Question
Since we installed Google Mini we've seen a manyfold increase in the visit counts on WebStatistics.
The entries look like this:
| 01 Sep 2006 - 10:57 | TWikiGuest | rdiff | TWiki.TWikiTip016 | 1 1 gsa | 10.100.10.17 |
Is there a way to not include
gsa (in the extra info) in the count script?
Environment
--
ArthurClemens - 01 Sep 2006
Answer
If you answer a question - or someone answered one of your questions - please remember to edit the page and set the status to answered. The status selector is below the edit box.

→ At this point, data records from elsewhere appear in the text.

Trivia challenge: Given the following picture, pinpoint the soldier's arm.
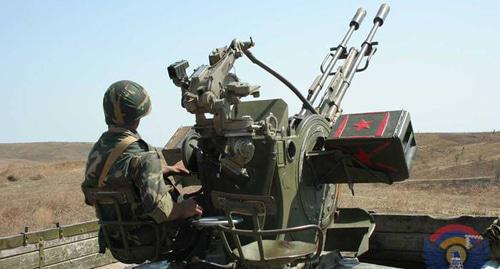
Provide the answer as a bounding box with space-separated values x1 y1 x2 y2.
131 152 174 223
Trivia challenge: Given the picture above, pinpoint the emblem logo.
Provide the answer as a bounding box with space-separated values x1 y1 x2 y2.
423 224 489 269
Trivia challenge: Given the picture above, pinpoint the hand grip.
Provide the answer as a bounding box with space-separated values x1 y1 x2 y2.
373 4 391 26
349 8 366 30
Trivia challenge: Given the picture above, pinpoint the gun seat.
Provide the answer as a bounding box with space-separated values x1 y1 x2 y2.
212 191 323 268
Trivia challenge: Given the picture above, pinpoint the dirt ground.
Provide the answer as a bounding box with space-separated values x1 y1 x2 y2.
0 133 500 236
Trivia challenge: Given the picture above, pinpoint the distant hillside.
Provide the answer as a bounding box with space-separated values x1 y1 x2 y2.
411 133 500 178
0 133 500 179
0 142 92 162
0 133 500 236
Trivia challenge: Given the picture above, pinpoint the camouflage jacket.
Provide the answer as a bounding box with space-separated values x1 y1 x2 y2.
82 127 173 223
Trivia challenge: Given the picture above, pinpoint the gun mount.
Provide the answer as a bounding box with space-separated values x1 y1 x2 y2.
164 4 416 268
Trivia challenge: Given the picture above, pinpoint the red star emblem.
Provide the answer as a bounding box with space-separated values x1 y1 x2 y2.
353 119 373 131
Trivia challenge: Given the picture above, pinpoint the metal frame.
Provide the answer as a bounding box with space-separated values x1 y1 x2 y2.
213 192 324 267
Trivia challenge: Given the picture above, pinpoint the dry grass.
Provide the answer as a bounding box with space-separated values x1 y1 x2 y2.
0 161 94 235
340 180 500 216
0 133 500 235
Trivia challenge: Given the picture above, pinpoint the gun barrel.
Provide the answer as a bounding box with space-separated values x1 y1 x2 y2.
327 4 390 124
299 8 366 115
349 8 366 30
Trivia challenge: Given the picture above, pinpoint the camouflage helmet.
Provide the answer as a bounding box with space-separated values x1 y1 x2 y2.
103 80 151 126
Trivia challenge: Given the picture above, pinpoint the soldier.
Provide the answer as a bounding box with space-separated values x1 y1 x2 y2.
82 80 202 262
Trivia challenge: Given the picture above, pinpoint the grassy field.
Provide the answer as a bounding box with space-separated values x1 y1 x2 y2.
0 133 500 235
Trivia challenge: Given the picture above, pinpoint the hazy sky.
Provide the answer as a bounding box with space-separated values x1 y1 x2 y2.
0 0 500 146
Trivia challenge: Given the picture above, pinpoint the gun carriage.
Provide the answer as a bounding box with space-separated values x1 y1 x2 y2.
107 4 416 268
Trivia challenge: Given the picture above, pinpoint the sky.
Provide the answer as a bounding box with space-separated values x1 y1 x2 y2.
0 0 500 146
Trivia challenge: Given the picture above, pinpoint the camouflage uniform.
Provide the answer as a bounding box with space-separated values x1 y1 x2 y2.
81 81 173 263
82 126 173 223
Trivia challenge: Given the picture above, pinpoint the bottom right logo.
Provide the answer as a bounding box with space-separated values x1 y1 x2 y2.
423 224 489 269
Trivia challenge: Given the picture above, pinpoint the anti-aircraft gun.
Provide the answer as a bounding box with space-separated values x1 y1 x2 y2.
164 4 416 268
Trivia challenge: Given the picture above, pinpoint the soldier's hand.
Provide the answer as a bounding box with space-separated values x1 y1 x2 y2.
168 198 203 220
163 161 191 176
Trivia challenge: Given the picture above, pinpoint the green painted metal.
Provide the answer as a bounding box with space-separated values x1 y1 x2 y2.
0 220 99 250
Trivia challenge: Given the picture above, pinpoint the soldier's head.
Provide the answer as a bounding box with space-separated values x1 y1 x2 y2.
103 80 151 130
483 217 500 262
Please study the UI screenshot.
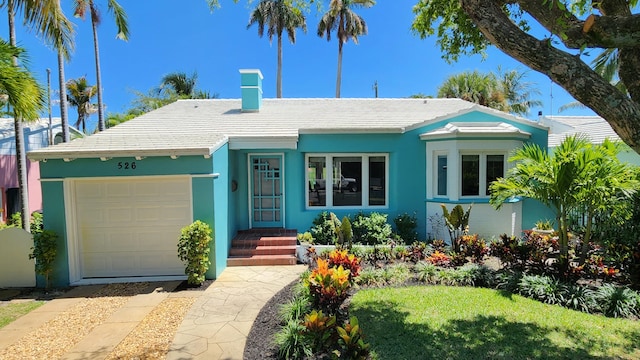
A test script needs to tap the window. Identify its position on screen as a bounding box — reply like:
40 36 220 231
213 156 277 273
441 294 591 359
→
461 154 505 196
306 154 388 207
462 155 480 196
484 155 504 196
436 155 447 196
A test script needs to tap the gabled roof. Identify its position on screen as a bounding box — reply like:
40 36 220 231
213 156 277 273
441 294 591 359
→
541 116 620 148
420 122 531 140
29 99 538 160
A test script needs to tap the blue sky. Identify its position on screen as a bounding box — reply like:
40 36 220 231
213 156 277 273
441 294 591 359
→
0 0 592 131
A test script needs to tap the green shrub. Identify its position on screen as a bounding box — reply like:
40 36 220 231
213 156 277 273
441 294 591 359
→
297 231 315 244
519 275 566 305
333 316 369 359
393 213 418 244
413 261 438 284
382 263 411 285
178 220 213 285
356 268 384 286
462 264 496 287
309 211 339 245
274 320 313 360
495 270 524 293
351 212 391 245
563 285 597 313
595 284 640 318
279 294 311 323
437 266 474 286
3 211 42 234
29 230 58 288
339 216 353 249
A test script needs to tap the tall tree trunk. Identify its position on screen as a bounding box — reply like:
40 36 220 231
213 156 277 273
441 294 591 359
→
336 37 342 98
91 16 104 131
276 34 282 98
7 0 31 232
58 50 71 142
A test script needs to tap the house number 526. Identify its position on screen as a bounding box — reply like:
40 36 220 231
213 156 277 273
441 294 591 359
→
118 161 136 170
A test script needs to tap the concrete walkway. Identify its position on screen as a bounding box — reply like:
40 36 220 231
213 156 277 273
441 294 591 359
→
167 265 308 360
0 265 307 360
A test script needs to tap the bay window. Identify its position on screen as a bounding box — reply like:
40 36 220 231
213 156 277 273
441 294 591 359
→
305 154 388 208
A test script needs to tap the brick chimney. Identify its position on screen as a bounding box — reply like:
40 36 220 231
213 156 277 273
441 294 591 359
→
240 69 263 112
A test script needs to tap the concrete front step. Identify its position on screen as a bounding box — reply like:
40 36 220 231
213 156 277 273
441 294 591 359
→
227 229 297 266
229 245 296 257
227 255 297 266
231 237 298 249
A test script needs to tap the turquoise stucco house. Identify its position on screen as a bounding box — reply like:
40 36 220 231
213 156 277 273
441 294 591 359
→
29 70 548 285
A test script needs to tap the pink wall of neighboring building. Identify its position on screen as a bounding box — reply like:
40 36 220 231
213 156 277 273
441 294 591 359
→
0 155 42 216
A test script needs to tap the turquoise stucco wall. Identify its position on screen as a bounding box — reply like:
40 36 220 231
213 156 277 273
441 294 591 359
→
37 181 69 287
229 112 547 238
40 156 220 286
207 145 229 278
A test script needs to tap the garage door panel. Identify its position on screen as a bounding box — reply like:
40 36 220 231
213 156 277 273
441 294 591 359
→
75 177 192 278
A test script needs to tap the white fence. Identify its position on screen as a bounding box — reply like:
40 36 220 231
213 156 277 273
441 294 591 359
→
0 228 36 288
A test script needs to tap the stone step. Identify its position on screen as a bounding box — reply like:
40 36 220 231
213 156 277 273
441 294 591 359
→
227 255 297 266
229 245 296 257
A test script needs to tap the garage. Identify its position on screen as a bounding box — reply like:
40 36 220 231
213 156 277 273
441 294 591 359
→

The user agent is identified in the extra info (5th cell). You can exclude
gsa (Google Search Appliance) from the statistics.
Add the following to
sub _collectLogData of
lib/UI/Statistics.pm: (this is untested)
my $userObj = $session->{users}->findUser($logFileUserName);
my( $opName, $webTopic, $notes, $ip ) = @fields;
# ignore gsa spider
next if( $notes && $notes =~ / gsa / );
# ignore minor changes - not statistically helpful
next if( $notes && $notes =~ /(minor|dontNotify)/ );
# ignore searches for now - idea: make a "top search phrase list"
next if( $opName && $opName =~ /(search)/ );
Also, for better performance and search result, using
robots.txt, instruct the spider to exclude all scripts but
view and
fiewfile.
--
PeterThoeny - 01 Sep 2006